Segundo a corporação, ele foi encontrado disfarçado, usando vestido e peruca, e carregava uma criança de dois anos no colo, o que é investigado.
Em interrogatório, Silva afirmou ter matado cerca de 80 pessoas ao longo da vida. A Polícia Civil não confirmou o número e segue com a apuração para detalhar o histórico de violência do suspeito.
A reportagem não identificou a defesa dele.
Conforme a investigação, pelo menos 16 homicídios teriam sido cometidos pelo suspeito nos últimos três meses. Os assassinatos ocorreram desde maio, quando ele foi posto em liberdade após cinco anos preso.
Silva passou por audiência de custódia no início da semana, onde teve a detenção convertida em prisão preventiva (sem prazo), e foi encaminhado à Penitenciária Desembargador Sílvio Porto, em João Pessoa.
Segundo o próprio suspeito, seu primeiro assassinato teria sido cometido aos 13 anos.
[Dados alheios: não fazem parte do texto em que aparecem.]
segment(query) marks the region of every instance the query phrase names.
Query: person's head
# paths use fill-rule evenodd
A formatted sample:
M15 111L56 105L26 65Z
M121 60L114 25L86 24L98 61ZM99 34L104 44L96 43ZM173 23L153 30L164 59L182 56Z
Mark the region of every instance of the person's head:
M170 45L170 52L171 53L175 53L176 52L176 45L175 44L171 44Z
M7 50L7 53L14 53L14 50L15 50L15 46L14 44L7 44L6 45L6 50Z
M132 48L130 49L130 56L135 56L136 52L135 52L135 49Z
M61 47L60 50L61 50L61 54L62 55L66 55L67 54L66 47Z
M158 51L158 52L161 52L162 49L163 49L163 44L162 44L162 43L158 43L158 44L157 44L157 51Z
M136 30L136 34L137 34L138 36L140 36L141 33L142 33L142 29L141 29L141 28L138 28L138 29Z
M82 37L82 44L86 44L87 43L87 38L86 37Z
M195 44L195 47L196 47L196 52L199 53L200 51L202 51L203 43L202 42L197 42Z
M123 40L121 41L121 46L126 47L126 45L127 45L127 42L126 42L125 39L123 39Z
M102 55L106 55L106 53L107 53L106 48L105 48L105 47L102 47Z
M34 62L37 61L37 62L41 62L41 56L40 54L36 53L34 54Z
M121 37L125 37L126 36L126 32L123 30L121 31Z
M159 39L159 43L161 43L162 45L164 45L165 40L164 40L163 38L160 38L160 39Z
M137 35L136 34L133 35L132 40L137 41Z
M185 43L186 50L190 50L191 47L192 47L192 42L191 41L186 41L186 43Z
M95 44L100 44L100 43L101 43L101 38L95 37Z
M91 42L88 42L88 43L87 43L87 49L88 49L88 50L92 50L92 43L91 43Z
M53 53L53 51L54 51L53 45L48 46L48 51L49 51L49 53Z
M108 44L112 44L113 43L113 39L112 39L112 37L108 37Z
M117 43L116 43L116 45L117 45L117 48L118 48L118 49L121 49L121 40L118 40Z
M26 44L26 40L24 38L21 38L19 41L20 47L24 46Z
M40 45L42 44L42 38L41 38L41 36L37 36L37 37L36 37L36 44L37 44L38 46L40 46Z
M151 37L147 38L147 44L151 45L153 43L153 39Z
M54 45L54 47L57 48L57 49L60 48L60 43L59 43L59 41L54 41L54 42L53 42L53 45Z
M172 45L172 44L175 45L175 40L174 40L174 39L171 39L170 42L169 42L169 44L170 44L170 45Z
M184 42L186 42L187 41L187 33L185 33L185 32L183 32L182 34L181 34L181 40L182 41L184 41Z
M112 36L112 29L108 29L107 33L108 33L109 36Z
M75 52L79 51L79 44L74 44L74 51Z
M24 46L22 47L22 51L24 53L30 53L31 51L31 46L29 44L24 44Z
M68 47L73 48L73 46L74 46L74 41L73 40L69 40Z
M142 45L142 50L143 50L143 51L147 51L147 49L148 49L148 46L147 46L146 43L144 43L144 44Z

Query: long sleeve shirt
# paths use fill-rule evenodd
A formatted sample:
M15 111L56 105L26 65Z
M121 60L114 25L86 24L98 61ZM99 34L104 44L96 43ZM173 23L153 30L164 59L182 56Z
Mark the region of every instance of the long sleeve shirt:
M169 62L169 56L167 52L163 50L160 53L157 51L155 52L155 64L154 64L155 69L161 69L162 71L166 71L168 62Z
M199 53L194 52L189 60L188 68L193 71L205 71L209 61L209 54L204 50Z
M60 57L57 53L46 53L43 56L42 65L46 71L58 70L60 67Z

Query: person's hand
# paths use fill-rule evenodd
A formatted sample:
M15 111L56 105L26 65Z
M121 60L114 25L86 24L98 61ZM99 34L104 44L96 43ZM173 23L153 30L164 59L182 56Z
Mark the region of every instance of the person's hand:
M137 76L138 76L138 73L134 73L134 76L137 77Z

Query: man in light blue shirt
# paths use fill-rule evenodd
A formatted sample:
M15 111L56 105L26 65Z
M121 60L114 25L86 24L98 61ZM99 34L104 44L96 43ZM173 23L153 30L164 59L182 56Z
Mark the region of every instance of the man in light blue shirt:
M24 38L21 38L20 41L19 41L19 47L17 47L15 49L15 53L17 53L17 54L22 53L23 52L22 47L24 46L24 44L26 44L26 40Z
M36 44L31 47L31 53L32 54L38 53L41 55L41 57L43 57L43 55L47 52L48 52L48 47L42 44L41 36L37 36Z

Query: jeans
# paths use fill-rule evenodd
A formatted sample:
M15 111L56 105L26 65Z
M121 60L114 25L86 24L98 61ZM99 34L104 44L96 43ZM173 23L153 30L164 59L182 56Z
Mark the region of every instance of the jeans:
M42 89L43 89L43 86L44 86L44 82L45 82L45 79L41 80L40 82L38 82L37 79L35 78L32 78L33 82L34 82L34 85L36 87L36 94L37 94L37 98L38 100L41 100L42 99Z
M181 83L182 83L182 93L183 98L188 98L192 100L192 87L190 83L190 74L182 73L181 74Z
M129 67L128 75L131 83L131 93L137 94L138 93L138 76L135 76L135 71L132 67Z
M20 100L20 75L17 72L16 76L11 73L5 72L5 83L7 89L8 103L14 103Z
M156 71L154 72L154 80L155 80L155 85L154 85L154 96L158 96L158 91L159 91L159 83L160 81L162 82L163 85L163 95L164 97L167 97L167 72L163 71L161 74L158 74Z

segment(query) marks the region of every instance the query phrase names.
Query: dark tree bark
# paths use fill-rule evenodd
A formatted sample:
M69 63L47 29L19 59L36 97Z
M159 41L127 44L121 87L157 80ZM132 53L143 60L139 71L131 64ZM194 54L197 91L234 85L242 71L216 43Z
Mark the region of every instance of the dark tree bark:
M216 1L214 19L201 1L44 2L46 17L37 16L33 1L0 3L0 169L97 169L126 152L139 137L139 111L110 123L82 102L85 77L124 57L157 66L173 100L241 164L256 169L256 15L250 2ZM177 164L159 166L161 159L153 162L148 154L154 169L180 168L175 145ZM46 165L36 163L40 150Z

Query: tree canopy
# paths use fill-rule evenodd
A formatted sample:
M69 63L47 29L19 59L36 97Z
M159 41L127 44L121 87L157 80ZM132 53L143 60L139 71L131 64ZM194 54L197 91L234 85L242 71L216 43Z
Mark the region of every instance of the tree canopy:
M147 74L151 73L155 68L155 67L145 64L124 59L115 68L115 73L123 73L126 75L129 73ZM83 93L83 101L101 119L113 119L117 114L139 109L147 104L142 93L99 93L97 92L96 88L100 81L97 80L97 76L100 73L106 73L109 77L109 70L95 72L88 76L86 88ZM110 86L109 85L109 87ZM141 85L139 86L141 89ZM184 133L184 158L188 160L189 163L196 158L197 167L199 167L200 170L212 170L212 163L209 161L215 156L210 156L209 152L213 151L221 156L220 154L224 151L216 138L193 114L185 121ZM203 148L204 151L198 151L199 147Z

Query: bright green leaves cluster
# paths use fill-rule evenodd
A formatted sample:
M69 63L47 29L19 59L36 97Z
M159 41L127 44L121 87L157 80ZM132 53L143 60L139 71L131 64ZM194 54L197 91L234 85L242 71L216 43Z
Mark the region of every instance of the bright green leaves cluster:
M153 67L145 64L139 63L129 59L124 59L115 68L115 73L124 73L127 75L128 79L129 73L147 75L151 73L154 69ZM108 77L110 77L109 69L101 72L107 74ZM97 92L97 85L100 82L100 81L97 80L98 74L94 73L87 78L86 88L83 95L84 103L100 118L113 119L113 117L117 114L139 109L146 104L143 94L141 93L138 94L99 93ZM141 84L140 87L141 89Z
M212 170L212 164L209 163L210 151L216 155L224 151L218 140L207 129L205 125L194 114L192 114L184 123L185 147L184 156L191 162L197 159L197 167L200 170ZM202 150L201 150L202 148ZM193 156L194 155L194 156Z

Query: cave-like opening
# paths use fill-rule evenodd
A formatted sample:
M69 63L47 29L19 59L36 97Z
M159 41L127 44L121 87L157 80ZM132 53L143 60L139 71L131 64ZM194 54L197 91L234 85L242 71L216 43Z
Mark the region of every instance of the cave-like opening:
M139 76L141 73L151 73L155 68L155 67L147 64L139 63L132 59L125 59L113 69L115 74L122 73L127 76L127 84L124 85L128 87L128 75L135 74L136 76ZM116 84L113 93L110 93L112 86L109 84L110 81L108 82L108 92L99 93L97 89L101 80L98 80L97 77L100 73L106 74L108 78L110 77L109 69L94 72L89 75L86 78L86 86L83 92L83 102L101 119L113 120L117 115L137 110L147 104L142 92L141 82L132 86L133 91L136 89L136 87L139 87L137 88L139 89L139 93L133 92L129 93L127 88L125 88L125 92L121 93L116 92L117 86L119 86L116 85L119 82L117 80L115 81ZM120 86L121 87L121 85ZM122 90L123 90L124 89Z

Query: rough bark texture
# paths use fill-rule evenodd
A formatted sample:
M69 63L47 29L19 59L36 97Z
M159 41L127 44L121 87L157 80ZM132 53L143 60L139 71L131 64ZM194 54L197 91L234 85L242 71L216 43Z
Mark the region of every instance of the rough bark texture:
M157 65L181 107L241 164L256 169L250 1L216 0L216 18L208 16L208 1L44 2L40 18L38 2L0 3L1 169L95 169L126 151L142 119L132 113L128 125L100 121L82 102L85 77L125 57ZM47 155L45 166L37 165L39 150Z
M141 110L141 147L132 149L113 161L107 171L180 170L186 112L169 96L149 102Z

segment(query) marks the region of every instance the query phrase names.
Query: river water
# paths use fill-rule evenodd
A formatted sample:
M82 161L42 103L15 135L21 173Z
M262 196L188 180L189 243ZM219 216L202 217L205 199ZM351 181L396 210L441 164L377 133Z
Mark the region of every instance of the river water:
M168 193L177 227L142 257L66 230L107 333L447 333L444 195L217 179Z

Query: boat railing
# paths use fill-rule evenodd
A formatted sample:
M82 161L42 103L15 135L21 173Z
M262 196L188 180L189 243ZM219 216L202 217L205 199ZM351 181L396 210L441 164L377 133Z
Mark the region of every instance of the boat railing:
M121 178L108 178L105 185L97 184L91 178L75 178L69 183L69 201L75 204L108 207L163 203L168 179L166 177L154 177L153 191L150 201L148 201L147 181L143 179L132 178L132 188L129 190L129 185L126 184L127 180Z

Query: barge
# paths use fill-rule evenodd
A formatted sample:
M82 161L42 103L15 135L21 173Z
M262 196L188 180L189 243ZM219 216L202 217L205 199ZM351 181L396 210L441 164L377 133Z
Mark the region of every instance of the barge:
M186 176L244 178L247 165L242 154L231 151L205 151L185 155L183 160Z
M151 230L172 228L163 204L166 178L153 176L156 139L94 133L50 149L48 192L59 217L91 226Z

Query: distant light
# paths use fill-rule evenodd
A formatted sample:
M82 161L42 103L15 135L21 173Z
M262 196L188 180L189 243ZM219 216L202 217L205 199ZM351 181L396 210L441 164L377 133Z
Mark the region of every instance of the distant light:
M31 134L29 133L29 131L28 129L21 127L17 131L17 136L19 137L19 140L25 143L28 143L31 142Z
Ele afirmou ser uma pessoa tranquila e trabalhadora.
"De lá pra cá, ele vem cometendo diversos crimes violentos, sob a alegação de que suas vítimas seriam pessoas envolvidas com o mundo do crime", disse o delegado Douglas Garcia, responsável pelo caso. "Ele, com o sentimento de fazer justiça com as próprias mãos, acaba cometendo esses assassinatos."
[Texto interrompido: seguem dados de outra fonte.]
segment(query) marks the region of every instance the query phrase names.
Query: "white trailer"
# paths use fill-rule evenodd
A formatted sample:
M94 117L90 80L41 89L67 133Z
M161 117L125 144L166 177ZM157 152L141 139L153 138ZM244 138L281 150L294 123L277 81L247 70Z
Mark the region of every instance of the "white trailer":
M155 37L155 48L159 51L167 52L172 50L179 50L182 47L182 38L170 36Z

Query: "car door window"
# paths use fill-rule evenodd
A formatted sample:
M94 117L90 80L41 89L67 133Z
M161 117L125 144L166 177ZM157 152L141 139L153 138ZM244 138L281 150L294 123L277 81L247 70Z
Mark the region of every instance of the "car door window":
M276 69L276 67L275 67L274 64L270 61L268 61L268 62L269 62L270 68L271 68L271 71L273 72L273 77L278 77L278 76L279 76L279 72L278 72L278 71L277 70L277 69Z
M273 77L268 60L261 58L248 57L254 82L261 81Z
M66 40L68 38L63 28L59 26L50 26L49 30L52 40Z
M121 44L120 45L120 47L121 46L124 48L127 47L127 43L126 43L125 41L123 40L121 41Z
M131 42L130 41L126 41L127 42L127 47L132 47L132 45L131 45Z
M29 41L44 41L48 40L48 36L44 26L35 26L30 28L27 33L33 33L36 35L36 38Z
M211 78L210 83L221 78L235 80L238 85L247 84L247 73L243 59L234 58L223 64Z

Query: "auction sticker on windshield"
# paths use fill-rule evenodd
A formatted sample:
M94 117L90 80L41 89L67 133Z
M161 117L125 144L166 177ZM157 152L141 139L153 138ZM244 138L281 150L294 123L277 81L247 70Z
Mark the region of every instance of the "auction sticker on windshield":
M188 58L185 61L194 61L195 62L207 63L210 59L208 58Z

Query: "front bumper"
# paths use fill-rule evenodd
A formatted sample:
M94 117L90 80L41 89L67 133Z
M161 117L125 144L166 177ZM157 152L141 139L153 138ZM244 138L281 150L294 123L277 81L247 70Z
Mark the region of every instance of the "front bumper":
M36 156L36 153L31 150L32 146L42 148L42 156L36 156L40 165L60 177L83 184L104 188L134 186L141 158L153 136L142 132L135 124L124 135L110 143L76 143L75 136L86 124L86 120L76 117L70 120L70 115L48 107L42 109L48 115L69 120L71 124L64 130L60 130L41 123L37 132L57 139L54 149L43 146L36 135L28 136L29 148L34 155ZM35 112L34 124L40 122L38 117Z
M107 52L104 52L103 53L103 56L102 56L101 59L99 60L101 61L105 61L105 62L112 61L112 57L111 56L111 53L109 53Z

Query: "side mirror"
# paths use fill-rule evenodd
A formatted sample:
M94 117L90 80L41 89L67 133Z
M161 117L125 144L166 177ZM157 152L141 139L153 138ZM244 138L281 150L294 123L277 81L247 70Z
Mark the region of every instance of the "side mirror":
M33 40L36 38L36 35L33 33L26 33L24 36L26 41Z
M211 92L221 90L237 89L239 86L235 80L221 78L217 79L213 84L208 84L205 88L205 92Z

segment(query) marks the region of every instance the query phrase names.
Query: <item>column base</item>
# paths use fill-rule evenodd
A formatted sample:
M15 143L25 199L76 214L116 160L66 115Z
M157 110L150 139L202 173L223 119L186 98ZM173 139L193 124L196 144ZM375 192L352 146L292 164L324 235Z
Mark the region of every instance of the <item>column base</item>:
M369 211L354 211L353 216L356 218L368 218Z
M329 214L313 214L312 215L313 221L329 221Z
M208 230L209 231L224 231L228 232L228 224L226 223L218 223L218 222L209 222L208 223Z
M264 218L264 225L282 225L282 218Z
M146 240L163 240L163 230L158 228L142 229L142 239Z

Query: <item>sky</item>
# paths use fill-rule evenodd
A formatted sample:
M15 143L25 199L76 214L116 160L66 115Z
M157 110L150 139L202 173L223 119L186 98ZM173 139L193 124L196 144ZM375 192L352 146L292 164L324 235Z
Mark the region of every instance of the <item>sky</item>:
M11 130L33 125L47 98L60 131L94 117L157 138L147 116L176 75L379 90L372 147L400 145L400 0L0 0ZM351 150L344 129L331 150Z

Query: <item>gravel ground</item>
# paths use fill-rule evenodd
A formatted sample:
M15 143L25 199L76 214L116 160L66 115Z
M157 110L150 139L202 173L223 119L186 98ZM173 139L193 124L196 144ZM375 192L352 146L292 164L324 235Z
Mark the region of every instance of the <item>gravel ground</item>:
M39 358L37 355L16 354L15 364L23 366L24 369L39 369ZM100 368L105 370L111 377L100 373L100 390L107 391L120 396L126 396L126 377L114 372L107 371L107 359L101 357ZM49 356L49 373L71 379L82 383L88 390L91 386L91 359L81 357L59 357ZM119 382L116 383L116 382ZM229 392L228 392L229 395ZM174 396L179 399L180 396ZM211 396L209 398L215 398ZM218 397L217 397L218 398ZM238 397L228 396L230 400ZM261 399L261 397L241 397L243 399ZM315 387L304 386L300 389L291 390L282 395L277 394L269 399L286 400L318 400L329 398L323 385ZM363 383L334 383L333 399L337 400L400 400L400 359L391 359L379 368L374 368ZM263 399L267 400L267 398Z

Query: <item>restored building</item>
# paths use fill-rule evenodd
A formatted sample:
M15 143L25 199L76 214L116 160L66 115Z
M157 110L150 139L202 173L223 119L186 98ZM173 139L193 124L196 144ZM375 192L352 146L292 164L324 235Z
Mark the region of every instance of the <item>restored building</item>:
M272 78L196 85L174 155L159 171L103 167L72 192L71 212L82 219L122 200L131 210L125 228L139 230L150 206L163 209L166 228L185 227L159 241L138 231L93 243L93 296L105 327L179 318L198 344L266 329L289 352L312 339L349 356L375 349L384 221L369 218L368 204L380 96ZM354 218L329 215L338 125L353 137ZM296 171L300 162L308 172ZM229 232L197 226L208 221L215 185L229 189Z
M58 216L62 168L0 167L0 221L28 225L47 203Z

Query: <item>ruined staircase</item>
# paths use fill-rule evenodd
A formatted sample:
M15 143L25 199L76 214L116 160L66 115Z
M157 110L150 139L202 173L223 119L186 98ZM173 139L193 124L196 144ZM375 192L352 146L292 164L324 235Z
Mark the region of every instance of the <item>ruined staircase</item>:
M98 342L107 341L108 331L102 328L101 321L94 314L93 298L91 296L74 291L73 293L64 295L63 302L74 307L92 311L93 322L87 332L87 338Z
"Nunca mexi com nenhum pai ou mãe de família, trabalhador, nada. Só com criminoso", afirmou Silva em depoimento.
O órgão afirma que ele era integrante de uma organização criminosa ultraviolenta, mas não chegou a especificar qual. Silva negou a associação. "Essa é uma guerra minha, pessoal, e eu sozinho respondo pelos meus atos", disse o suspeito em interrogatório.
Segundo o delegado Garcia, o suspeito vivia em uma região de mata, o que teria dificultado a ação das forças de segurança.
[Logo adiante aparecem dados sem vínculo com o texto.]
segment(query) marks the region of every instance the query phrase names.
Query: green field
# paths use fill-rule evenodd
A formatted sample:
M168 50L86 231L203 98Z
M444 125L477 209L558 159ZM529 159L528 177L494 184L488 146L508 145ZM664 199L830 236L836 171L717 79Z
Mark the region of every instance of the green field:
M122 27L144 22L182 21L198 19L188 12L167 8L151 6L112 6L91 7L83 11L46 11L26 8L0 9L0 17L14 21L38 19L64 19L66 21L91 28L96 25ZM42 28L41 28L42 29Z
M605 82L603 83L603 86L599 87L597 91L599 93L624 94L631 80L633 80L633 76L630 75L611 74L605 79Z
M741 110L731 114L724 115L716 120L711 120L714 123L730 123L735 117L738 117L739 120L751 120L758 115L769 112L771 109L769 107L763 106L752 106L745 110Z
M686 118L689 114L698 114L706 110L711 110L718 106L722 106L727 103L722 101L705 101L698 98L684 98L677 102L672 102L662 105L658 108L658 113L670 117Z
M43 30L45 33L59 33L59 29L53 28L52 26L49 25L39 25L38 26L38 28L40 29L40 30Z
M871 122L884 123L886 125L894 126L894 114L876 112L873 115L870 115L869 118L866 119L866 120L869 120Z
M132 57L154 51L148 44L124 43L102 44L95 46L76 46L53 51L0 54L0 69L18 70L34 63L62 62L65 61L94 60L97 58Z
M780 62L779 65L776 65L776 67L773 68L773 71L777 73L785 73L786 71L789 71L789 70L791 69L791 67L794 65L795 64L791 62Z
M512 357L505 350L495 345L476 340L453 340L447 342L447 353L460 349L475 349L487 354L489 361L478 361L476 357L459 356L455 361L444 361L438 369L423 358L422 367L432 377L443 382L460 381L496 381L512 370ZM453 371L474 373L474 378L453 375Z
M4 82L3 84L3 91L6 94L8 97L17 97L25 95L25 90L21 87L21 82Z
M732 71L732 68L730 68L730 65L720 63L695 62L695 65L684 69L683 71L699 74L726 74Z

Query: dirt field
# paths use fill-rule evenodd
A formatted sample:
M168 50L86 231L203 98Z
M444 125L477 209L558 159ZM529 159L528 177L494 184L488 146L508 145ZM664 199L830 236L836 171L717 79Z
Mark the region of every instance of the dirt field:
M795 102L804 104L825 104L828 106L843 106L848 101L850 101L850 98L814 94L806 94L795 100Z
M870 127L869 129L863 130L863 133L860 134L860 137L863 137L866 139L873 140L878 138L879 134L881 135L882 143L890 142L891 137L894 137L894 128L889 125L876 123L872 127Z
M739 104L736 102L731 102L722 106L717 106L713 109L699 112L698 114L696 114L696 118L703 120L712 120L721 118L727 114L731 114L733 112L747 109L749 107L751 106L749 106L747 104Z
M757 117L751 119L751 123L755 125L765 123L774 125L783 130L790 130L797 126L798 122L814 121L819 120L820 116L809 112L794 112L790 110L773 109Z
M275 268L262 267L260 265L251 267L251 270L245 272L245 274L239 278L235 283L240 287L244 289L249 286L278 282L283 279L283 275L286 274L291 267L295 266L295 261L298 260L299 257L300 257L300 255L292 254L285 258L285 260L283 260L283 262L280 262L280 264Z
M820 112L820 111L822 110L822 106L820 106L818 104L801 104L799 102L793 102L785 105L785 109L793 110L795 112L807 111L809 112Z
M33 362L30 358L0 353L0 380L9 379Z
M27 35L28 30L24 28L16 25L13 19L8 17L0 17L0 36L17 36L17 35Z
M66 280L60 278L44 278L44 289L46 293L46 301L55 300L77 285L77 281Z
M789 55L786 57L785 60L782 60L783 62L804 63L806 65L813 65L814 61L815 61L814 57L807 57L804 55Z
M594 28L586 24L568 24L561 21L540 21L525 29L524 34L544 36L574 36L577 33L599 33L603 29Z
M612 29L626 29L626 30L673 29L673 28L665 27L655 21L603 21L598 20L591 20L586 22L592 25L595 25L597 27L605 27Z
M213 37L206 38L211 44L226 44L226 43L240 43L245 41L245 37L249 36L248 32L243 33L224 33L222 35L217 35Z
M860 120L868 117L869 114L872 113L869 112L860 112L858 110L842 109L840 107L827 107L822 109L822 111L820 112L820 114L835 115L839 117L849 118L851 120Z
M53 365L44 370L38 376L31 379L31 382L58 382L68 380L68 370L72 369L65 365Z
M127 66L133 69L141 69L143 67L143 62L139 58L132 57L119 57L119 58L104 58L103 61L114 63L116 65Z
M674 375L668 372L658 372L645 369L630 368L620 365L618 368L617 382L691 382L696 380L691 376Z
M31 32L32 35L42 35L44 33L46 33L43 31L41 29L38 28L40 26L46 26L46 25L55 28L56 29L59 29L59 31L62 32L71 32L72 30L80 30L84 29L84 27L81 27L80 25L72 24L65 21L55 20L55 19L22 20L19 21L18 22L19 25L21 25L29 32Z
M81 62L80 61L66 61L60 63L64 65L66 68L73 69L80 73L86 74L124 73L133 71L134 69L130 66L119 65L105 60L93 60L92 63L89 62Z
Ele havia sido encontrado pela Polícia Civil no final de agosto em Rio Tinto, mas conseguiu fugir após entrar em confronto com os agentes.
Durante a ação, num acampamento na mata, foram apreendidos coletes à prova de balas, a coronha de uma submetralhadora, carregadores alongados e mais de 100 munições. Silva confessou a propriedade do material.